The Ukrainian authorities considered the possibility of introducing a 10% export duty on soybeans and rapeseed, which could have provided an additional UAH 7.3 billion in revenue for the state budget and brought in $238 million in foreign currency earnings. However, due to opposition from the business community, the Verkhovna Rada did not support the corresponding initiative.
This is reported by AgroReview
The Aim of the Initiative — Supporting the Processing Industry
According to estimates from the economic committee of the Verkhovna Rada, Ukrainian soybean and rapeseed processing plants are currently underloaded by 35%. Utilizing these capacities could significantly strengthen the agricultural sector, increase the export of finished products, and boost budget revenues.
The introduction of the export duty was planned only for traders exporting raw materials, while farmers exporting their own harvests were to remain in a duty-free regime. This approach was intended to stimulate investment in domestic processing, similar to successful practices in the sunflower and roundwood markets, which had previously contributed to industrial development and attracted investment in the respective sectors.
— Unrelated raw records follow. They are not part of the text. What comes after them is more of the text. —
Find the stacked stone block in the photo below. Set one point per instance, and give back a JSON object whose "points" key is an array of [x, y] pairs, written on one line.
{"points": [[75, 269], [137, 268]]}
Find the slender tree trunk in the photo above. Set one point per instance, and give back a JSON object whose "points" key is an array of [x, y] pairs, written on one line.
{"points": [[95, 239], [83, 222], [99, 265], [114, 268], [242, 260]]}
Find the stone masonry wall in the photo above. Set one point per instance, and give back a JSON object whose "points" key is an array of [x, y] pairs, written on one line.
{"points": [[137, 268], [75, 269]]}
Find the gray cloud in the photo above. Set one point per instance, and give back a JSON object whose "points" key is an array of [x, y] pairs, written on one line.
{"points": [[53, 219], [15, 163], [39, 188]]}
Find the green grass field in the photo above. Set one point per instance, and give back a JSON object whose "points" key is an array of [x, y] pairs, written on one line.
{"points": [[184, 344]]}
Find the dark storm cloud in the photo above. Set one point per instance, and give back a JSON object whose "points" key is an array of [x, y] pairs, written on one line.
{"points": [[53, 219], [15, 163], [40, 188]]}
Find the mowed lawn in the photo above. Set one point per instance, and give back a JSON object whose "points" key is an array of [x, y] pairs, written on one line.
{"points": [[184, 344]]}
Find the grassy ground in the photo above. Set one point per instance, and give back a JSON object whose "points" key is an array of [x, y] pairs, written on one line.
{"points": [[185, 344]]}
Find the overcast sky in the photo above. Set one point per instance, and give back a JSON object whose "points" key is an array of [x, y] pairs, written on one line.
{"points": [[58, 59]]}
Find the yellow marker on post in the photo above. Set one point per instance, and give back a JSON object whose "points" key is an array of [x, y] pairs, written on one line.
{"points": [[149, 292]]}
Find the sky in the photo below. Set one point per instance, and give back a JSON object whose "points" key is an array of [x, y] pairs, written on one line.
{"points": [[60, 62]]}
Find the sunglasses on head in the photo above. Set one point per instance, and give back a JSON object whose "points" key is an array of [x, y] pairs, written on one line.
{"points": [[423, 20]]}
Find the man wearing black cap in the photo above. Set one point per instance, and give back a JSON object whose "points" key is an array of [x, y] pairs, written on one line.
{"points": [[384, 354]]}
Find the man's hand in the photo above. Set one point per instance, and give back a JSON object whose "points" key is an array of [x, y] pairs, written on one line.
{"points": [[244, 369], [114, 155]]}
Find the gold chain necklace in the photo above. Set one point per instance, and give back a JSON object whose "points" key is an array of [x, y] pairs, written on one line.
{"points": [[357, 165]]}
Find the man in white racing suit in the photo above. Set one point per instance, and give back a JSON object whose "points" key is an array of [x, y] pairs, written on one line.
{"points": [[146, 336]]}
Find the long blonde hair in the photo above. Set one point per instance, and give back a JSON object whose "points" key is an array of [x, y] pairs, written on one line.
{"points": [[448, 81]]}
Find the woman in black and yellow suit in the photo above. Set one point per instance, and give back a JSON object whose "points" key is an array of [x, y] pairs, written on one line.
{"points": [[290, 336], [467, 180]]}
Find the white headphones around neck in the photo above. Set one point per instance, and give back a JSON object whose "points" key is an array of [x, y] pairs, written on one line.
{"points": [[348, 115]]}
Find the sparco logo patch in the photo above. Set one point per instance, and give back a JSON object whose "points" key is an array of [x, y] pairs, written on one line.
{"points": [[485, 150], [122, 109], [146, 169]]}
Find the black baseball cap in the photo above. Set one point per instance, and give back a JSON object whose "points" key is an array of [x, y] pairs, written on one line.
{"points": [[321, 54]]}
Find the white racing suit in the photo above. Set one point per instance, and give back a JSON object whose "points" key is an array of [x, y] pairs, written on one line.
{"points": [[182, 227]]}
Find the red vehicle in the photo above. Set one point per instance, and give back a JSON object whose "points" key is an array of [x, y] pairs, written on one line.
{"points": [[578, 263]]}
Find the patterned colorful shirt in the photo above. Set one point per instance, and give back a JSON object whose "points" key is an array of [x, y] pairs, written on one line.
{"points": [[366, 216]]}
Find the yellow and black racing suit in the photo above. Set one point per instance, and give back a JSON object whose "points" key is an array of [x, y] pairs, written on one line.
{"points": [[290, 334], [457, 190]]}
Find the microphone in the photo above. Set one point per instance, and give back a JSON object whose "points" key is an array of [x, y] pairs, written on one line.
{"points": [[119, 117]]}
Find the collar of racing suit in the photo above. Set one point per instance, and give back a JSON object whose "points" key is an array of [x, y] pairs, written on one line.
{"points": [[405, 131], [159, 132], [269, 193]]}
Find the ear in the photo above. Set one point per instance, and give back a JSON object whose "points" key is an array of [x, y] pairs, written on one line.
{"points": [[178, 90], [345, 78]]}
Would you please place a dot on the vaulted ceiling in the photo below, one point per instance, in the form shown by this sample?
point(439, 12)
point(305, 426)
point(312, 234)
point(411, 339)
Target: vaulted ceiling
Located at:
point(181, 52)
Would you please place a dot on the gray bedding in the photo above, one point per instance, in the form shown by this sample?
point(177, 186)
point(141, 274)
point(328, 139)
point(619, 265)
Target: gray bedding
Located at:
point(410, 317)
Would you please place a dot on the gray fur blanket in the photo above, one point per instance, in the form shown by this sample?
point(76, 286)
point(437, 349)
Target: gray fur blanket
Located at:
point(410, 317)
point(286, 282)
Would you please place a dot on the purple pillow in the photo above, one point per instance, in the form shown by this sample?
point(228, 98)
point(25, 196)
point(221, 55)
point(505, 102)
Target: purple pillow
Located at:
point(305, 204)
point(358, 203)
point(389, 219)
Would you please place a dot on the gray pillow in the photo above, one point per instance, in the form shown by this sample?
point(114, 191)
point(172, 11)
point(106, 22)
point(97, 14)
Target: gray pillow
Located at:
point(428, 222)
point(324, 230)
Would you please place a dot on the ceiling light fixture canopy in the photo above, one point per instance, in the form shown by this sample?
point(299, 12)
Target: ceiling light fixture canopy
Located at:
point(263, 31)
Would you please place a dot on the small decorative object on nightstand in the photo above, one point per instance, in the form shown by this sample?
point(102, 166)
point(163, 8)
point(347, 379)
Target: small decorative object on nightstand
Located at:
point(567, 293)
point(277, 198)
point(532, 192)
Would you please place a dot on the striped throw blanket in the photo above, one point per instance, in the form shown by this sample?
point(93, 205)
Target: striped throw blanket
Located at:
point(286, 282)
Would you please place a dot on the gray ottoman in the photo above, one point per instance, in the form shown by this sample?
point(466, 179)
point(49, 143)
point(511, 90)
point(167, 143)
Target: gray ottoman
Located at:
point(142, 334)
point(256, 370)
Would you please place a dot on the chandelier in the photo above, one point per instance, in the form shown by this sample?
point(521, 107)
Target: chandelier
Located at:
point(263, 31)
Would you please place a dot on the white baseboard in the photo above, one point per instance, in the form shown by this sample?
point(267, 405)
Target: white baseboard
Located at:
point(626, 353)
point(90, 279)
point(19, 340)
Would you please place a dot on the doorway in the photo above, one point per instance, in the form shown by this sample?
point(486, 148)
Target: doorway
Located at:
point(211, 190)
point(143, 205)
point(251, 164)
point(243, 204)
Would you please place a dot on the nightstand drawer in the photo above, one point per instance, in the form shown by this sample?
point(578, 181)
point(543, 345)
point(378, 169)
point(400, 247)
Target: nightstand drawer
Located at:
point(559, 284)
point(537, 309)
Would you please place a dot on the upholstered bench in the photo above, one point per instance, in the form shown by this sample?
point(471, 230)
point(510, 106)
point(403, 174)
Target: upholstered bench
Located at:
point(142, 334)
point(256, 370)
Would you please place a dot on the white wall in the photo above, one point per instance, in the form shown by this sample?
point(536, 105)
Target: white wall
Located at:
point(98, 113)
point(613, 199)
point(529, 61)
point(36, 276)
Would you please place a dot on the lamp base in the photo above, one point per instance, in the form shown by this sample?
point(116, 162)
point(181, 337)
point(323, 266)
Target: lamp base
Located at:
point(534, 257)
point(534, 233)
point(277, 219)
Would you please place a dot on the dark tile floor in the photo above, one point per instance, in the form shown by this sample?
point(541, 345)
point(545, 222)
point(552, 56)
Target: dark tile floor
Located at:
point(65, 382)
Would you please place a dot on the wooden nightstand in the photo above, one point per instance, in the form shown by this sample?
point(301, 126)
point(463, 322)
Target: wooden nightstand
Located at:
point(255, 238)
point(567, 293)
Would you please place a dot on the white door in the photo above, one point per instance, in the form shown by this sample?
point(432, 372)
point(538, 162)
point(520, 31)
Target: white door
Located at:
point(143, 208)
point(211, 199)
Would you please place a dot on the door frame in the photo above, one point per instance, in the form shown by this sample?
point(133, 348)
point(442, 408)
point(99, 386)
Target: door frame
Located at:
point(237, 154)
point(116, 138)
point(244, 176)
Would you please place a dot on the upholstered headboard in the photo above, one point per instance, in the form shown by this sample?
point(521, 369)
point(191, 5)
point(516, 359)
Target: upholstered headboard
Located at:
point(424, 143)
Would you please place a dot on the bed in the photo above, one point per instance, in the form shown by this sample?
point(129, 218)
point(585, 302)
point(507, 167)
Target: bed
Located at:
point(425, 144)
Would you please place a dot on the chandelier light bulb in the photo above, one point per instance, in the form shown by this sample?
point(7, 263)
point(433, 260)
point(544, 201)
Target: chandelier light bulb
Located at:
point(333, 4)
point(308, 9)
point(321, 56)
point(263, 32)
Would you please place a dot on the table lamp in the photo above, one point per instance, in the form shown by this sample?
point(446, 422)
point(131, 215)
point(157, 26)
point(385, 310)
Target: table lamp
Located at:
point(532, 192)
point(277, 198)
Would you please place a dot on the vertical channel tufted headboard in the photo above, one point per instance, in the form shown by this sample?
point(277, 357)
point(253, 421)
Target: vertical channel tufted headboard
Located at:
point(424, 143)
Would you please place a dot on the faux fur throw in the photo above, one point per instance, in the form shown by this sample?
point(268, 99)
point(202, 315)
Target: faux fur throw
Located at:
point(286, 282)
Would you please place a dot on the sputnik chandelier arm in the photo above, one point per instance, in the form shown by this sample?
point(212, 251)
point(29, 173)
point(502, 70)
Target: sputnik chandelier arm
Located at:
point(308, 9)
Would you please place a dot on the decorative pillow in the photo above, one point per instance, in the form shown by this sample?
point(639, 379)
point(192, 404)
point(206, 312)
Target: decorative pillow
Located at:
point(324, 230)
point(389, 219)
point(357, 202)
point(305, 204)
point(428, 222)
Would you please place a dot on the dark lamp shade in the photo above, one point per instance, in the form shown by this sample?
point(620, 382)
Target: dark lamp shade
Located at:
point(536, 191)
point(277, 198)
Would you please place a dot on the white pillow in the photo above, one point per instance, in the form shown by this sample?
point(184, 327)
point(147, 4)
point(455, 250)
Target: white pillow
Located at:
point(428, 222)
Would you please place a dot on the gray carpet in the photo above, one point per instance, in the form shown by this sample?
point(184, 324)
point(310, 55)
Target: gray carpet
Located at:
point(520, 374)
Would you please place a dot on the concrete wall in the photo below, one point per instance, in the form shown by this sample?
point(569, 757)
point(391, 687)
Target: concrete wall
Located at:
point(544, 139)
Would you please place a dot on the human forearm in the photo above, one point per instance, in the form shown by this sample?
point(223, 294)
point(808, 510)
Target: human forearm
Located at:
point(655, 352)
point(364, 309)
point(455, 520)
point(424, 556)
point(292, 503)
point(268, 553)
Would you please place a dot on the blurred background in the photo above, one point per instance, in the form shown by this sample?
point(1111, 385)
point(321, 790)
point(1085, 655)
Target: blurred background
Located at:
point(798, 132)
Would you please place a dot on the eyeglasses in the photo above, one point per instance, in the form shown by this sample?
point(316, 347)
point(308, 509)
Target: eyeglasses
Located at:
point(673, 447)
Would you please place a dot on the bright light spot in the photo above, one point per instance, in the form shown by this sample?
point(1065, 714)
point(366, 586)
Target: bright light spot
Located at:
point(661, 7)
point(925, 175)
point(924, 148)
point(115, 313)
Business Opposed, Parliament Did Not Support
According to the initiators, the introduction of a 10% duty would significantly increase the export of rapeseed oil and meal — by 300% and 200% respectively, and in the case of soybeans — by 50% and 100%. However, representatives of the business community, including the American Chamber of Commerce in Ukraine and the European Business Association, emphasized the risks of such restrictions and expressed concerns about their impact on the market.
The economic committee of the Verkhovna Rada stated: “Ukrainian soybean and rapeseed processing plants are underloaded by 35%. If these capacities are utilized, Ukraine will receive an additional UAH 7.3 billion in revenue for the state budget and $238 million in additional foreign currency earnings.”
As a result, on June 18, the Verkhovna Rada did not support the amendment to bill No. 13134, which proposed the introduction of a 10% export duty. Thus, the initiative was not implemented, and the state budget missed out on potential revenues.